This process is essential for training machine learning models, where datasets are divided into different subsets for training, validating, and evaluating the model's performance.



In [25]:
import os
import shutil
import random
from pathlib import Path
import numpy as np

def create_train_val_test_splits(
    image_dir, 
    mask_dir, 
    output_dir,
    train_ratio=0.70,  # 70% of the data will be used for training.
    val_ratio=0.10,    # 10% of the data will be used for validation.
    test_ratio=0.20,   # 20% of the data will be used for testing.
    random_seed=42
):

    # Set random seed
    random.seed(random_seed)
    np.random.seed(random_seed)
    splits = ['train', 'val', 'test']
    for split in splits:
        for subdir in ['images', 'masks']:
            os.makedirs(os.path.join(output_dir, split, subdir), exist_ok=True)
    
    image_files = [f for f in os.listdir(image_dir) if f.endswith('.tif')]
    
    random.shuffle(image_files)
    
    total_size = len(image_files)
    train_size = int(total_size * train_ratio)
    val_size = int(total_size * val_ratio)

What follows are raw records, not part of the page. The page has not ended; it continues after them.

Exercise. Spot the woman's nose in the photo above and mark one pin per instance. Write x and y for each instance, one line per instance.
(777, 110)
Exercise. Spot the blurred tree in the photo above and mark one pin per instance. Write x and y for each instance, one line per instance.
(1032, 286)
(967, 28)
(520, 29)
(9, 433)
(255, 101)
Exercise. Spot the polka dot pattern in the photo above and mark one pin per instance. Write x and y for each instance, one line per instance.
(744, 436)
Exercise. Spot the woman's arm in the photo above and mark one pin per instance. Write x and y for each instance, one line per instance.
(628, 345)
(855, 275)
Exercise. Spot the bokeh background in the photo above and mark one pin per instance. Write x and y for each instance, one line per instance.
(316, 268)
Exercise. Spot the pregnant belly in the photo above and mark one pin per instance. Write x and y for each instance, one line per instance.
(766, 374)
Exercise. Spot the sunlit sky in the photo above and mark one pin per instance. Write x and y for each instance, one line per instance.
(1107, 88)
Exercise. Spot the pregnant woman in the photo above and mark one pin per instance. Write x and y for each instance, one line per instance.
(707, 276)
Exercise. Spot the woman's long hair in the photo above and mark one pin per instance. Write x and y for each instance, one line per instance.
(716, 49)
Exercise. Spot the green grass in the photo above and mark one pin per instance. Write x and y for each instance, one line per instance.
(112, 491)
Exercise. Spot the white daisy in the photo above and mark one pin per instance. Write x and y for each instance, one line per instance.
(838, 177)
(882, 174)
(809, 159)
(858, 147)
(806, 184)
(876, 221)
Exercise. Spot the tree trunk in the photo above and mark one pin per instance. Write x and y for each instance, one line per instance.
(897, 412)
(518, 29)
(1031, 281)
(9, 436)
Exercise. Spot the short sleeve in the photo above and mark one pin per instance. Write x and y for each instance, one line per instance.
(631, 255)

    train_files = image_files[:train_size]
    val_files = image_files[train_size:train_size + val_size]
    test_files = image_files[train_size + val_size:]
    
    def copy_files(file_list, split_name):
        print(f"\nCopying {split_name} files...")
        for filename in file_list:
            src_image = os.path.join(image_dir, filename)
            dst_image = os.path.join(output_dir, split_name, 'images', filename)
            shutil.copy2(src_image, dst_image)
            src_mask = os.path.join(mask_dir, filename)
            dst_mask = os.path.join(output_dir, split_name, 'masks', filename)
            shutil.copy2(src_mask, dst_mask)
    
    split_files = {
        'train': train_files,
        'val': val_files,
        'test': test_files
    }
    
    for split_name, files in split_files.items():
        copy_files(files, split_name)
        print(f"{split_name} split: {len(files)} images")

    return {
        'train_size': len(train_files),
        'val_size': len(val_files),
        'test_size': len(test_files)
    }



In [26]:
  
final_training_data_folder = os.path.join(output_folder,'final_training_data_big_extent')

stats = create_train_val_test_splits(
    image_dir=spot_patch_folder,
    mask_dir=landuse_patch_folder,
    output_dir=final_training_data_folder,
    train_ratio=0.70,
    val_ratio=0.10,
    test_ratio=0.20,
    random_seed=42
)

print("\nData split summary:")
print(f"Total images: {sum(stats.values())}")
for split_name, size in stats.items():
    print(f"{split_name}: {size} images")


Copying train files...
train split: 1380 images

Copying val files...
val split: 197 images

Copying test files...
test split: 395 images

Data split summary:
Total images: 1972
train_size: 1380 images
val_size: 197 images
test_size: 395 images


In [1]:
!pwd

/home/jovyan/shared/megharaj/prithvi_model/code_and_data


## Calculates the mean and standard deviation of pixel values for a dataset of raster images

Compute the mean and standard deviation for each channel (e.g., RGB or multispectral bands) across all images in the dataset.

In [None]:
import numpy as np
import rasterio
from glob import glob

def calculate_dataset_statistics(image_paths):
    means = []
    stds = []
    
    for path in image_paths:
        with rasterio.open(path) as src:
            img = src.read()  # Shape: (channels, height, width)
            means.append(img.mean(axis=(1, 2)))
            stds.append(img.std(axis=(1, 2)))
    
    channel_means = np.mean(means, axis=0)
    channel_stds = np.mean(stds, axis=0)
    
    return channel_means, channel_stds


# image_paths = glob(os.path.join(final_training_data_folder,'train','images','*.tif'))
image_paths = glob(os.path.join(final_training_data_folder,'train/images','*.tif'))

means, stds = calculate_dataset_statistics(image_paths)
means_list = ", ".join(f"{mean:.5f}" for mean in means)
stds_list = ", ".join(f"{std:.5f}" for std in stds)

print("Channel means:", means_list)
print("Channel stds:", stds_list)